Hi. I've been thinking about moving to Australia for quite some time now and Gold Coast really caught my eye. Anyway since I really don't know much about Gold Coast or Australia for that matter I would really appreciate if anyone would be kind enough to answer my questions. I've been browsing the internet for a few hours but didn't find any relevant information. So here they are. 

1) How is the nightlife (dance clubs, lounges...) in Gold Coast? I'm 20 yo btw.

2) What is the humidity like? Is it really as humid as they say? Is it bearable? I'm from Europe where we have very low humidity.

3) Is there lots of bugs in Gold Coast? Mosquitoes, roaches, flies, spiders...?


Thanks for the help.


----------



## Aussieboy07 (Jan 4, 2013)

1. don't know I am to old haha but that is where our 17/18 yr old school leavers go to celebrate their final year. Check out "surfers paradise" for the nightlife
2 It is bearable much better than asia plus it has a winter
3 depends on where you live on the gold coast if you live inland of course there are going to be more bugs. if you live near the beach not so bad.


----------



## ozzy (Jun 8, 2013)

surfers paradise, gold coast is the main party area. of u want away from the main party areas there are some suburbs still on the gold coast just more residential rather than apartments. but yes end of every year this is where all the 17/18 yr olds go for 'schoolies'

cant remember what the humidity is like.but i know january is their wet season even tho its mid summer.

you'll see cockroaches etc wherever u live


----------



## Rhianna Holmes (Aug 14, 2013)

Hi,
Defiantly if you are looking for the party scene, the Gold Coast offers some great night life! As for the humidity, it varies dramatically depending on the day, but yes we do get some very humid days! I have been to Germany and it will be more humid then you are used to  from my experience between the 2 places anyway!
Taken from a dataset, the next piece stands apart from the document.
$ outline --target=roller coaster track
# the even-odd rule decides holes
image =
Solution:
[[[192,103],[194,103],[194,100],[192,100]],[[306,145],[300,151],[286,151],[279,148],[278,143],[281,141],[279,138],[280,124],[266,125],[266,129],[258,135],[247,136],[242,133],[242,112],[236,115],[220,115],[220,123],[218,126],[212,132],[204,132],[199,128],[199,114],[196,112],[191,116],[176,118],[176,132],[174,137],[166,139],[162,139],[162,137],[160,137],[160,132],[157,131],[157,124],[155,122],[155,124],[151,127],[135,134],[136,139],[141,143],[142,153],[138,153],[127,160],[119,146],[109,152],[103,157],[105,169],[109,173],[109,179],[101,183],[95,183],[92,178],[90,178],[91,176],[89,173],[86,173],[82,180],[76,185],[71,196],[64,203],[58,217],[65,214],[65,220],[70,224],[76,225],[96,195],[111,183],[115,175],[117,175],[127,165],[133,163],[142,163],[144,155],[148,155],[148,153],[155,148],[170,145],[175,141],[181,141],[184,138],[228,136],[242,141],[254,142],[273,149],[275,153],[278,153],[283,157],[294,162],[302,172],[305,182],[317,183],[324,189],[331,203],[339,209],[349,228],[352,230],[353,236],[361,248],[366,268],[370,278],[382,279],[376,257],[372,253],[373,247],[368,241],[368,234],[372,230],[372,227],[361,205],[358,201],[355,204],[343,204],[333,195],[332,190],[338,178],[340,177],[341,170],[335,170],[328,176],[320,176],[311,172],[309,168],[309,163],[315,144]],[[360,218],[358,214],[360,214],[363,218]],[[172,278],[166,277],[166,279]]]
And as for the creepy crawlies, you're going to come across them pretty much anywhere you go, but obviously they are worse at different times of the year. Flies are a lot more annoying and present in summer! And if you live near the water, fresh water that is, like rivers near your home, then Mossies are more likely to be present because they breed in water! Hope this helps!


----------



## megancpc (Aug 11, 2013)

I lived on the Gold Coast in my 20's. Great location! Yes, a great party location and also an easy commute to Brisbane which also a great place to party. Good job opportunities, reasonable cost of living. Good luck and have fun, this is a great spot to be!


----------



## Paul77 (Sep 16, 2013)

Gold Coast isn't bad mate I live there night life is great and weather is even better


----------